Bahwa Pancasila sebagai inti pembukaan UUD 1945, dengan demikian mempunyai kedudukan
yang kuat tetap dan tidak dapat diubah dan terlekat pada kelangsungan hidup Negara Republik
Indonesia. Dengan demikian kedudukan formal yuridis dalam pembukaan, sehingga baik
rumusan maupun yuridiksinya sebagai dasar negara adalah sebagaimana terdapat dalam UUD
1945. Maka perumusan yang menyimpang dari pembukaan tersebut adalah sama halnya
dengan mengubah secara tidak sah Pembukaan UUD 1945, bahkan berdasarkan hukum positif
sekalipun dan hal ini dalam sejarah ini telah ditentukan dalam ketetapan MPRS No.
XX/MPRS/1996.
Jadi berdasarkan urut-urutan tertib hukum indonesia pembukaan UUD 1945 adalah sebagai
tertib hukum yang tertinggi, adapun tertib hukum indonesia bersumberkan pancasila, atau
dengan perkataan lain sebagai sumber tertib hukum indonesia.
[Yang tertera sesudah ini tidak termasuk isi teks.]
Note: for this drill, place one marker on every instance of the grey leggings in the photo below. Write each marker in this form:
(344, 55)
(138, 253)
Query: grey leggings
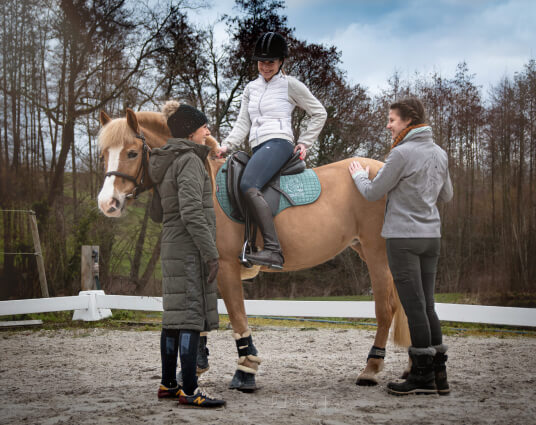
(413, 263)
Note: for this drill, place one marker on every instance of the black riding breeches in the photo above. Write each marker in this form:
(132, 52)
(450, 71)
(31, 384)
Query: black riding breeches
(413, 263)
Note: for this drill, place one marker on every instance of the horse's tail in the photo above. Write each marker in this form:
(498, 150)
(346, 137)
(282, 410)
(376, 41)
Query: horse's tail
(400, 330)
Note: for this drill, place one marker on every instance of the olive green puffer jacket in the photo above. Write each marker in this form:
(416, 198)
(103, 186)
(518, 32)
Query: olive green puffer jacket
(186, 210)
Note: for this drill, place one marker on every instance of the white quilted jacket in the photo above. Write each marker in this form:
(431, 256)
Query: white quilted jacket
(266, 111)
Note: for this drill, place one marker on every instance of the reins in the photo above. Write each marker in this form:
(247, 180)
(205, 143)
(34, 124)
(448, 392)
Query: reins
(138, 187)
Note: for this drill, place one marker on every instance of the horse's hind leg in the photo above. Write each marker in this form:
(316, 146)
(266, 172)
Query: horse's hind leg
(230, 286)
(374, 254)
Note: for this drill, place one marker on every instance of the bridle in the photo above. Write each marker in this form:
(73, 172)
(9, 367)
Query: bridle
(144, 166)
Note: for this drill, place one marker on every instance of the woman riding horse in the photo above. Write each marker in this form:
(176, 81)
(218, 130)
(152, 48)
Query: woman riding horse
(265, 114)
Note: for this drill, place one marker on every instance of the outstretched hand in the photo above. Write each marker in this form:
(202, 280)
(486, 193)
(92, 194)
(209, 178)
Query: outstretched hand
(222, 151)
(356, 168)
(213, 266)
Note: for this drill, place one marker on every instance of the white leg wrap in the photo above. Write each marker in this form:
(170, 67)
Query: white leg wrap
(250, 357)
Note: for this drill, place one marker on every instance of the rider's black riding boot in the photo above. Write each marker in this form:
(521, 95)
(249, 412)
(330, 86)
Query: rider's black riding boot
(271, 254)
(440, 369)
(421, 379)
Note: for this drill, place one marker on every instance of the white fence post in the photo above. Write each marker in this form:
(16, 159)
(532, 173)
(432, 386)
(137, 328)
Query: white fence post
(92, 313)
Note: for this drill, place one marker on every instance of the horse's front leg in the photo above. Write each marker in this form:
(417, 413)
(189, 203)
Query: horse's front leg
(373, 253)
(230, 286)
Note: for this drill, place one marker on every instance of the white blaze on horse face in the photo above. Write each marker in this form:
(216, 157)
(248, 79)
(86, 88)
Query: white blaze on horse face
(110, 200)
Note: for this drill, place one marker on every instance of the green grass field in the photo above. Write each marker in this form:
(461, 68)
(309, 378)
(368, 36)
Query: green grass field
(141, 320)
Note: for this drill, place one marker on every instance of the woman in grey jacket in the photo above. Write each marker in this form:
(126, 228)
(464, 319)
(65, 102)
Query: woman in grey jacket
(265, 118)
(415, 176)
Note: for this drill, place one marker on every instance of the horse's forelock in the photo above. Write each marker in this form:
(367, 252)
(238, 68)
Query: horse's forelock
(115, 133)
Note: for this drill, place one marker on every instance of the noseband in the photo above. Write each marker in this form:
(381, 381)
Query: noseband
(138, 187)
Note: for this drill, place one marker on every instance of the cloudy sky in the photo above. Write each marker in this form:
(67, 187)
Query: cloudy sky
(376, 37)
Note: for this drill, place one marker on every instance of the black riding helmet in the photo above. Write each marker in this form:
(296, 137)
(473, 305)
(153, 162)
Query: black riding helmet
(270, 46)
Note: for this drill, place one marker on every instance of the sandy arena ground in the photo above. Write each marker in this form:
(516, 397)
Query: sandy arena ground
(100, 376)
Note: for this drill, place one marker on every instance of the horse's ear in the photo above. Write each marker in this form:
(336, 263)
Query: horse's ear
(104, 118)
(132, 121)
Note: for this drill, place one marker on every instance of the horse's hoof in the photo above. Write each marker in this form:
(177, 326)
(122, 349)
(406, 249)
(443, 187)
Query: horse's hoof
(243, 381)
(366, 382)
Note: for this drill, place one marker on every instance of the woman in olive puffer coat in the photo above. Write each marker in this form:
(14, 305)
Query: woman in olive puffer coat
(183, 203)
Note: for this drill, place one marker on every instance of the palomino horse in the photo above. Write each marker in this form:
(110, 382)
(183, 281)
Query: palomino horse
(309, 234)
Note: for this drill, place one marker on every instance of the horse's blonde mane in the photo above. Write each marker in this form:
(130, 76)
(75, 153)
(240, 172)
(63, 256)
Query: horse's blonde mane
(117, 131)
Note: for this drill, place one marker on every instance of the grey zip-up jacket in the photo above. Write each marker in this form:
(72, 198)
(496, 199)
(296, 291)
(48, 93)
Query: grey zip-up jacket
(266, 112)
(415, 176)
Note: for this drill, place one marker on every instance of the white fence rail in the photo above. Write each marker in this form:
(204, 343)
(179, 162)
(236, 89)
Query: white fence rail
(95, 305)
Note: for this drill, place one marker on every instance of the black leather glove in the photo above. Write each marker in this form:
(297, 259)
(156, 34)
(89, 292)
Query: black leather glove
(213, 266)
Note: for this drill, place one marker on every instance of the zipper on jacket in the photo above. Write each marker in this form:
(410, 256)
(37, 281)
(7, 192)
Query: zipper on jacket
(203, 289)
(259, 108)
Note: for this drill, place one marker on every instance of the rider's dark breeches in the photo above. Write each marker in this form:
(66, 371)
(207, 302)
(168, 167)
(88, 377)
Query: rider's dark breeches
(413, 263)
(266, 161)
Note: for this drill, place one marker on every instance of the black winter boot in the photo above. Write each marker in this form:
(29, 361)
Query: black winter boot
(421, 379)
(440, 370)
(271, 254)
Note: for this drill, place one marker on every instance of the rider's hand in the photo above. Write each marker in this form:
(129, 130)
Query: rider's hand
(356, 169)
(213, 266)
(301, 147)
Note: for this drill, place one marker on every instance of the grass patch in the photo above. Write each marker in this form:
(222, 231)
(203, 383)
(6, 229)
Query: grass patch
(448, 298)
(151, 321)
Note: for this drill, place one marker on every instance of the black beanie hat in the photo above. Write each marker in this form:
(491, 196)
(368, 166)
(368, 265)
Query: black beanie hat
(185, 121)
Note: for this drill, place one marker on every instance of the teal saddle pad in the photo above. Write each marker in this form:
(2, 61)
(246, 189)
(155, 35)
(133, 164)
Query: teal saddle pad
(303, 189)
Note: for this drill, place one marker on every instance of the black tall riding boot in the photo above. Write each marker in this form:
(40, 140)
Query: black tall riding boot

Hal ini berarti secara material
hukum indonesia dijabarkan dari nilai nilai yang terkandung dalam pancasila, pancasila sebagai
sebagai sumber tertib hukum indonesia meliputi sumber nilai, sumber materi, sumber bentuk dan
sifat.
Selain itu dalam hubungannya dengan hakikat dan kedudukan pembukaan UUD 1945 sebagai
Pokok Kaidah Negara yang Fundamental, maka sebenarnya secara material, yang merupakan
esensi atau inti sari dari Pokok Kaidah negara yang Fundamental tersebut tidak lain adalah
Pancasila (Notonagoro, tanpa tahun: 40)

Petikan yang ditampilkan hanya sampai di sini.